I want to, simplify, simplify, thoreau WordPress away, and abandon this do-it-yourself technological Rubik’s Cube.  Maybe I will buy a professional theme that comes with all the caching, and compression, and internal links, and everything else the plugins do.  I want to stop thinking about buttons and switches and think about words instead.

Postscript — Appears to have been a setting, discovered at the expense of about an hour.

Post post script:  Found a great plug-in that solved multiple problems created by other plug-ins.

Why Computer Experts Are Like Rural Folk When It Comes to Giving Directions

If you’ve ever asked for directions in a rural area you may have run into a local character who knows exactly where he is.  He has been here his whole life.  He knows every nook and cranny of the countryside.

But he has great difficulty giving directions to an outsider.

Friendly and with every intention of helping you, he offers advice:

“Just keep driving down this road until you come to where the old MacIntosh place used to be before it burned down.   It’s right across from the old mailbox and near the rusty barbed wire fence.  Just take a right and keep going past the field where they hold the county carnival every summer.  Then take a left at the stump of the big tree that got hit by lightning a couple of years ago.  You can’t miss it.”
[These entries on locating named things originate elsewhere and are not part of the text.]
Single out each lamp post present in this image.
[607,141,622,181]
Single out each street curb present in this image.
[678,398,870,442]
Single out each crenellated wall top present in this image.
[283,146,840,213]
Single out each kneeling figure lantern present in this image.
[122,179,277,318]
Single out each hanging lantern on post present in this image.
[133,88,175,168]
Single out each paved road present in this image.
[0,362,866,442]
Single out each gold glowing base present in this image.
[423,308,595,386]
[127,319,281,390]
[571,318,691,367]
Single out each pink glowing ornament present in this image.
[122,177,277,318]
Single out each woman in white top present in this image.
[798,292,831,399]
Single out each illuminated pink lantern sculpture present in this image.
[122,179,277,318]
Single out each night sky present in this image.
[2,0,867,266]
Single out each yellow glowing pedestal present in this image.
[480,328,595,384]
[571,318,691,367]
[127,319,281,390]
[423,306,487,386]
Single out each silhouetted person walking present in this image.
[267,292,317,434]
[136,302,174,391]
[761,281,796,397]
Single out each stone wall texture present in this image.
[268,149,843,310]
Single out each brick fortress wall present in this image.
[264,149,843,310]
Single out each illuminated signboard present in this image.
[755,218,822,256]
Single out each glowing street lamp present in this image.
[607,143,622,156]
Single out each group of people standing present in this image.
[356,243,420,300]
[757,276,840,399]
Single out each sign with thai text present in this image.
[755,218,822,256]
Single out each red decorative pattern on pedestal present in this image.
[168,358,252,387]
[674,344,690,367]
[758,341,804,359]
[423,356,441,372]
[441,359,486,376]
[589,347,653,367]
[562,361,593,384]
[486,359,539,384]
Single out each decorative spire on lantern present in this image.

This well-meaning rural denizen knows exactly what he’s talking about.  Every word he utters is true.  He can imagine every detail in his mind as he describes it to you.
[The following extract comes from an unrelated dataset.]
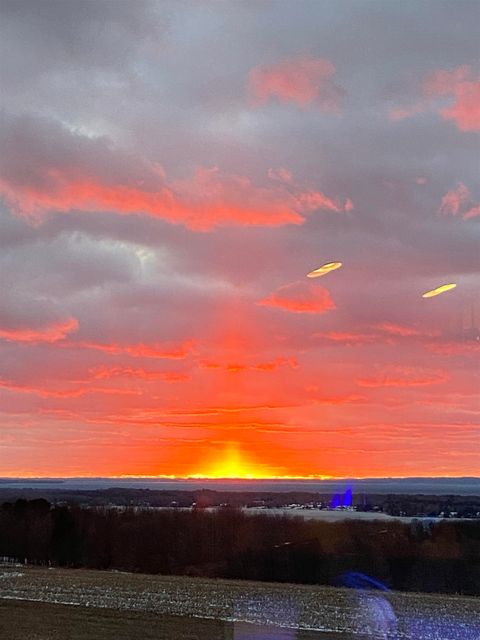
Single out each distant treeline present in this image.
[0,499,480,595]
[0,488,480,518]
Unfortunately he does not share your frame of reference.  He can’t see through your eyes.  In fact, he is so immersed in his area of expertise and its vocabulary that he cannot distinguish  terms that need further explanation from those that don’t.

If pressed for clarification, he will earnestly expand on the obvious. “Well, a carnival is just like a county fair but without the agricultural exhibits and competitions.  No 4-H.  It’s mostly just rides.  What do you mean you don’t understand about the field?  It’s just a field, it’s not important for the rides except they can’t set up near trees.”

The local cannot see his world from the perspective of the uninitiated.  His only hope is to dispense information of all sorts – every bit of it obvious to him —  until the listener seems to “get it.”  This can take a long time and frustrate both the speaker and listener.

Now compare this to articles by experts on how to use blogging software, followed by pages of confused questions and equally confused answers.  Turns out, that users don’t need computer experts as much as they need experts at explaining unfamiliar subjects to the lost travelers of the Internet.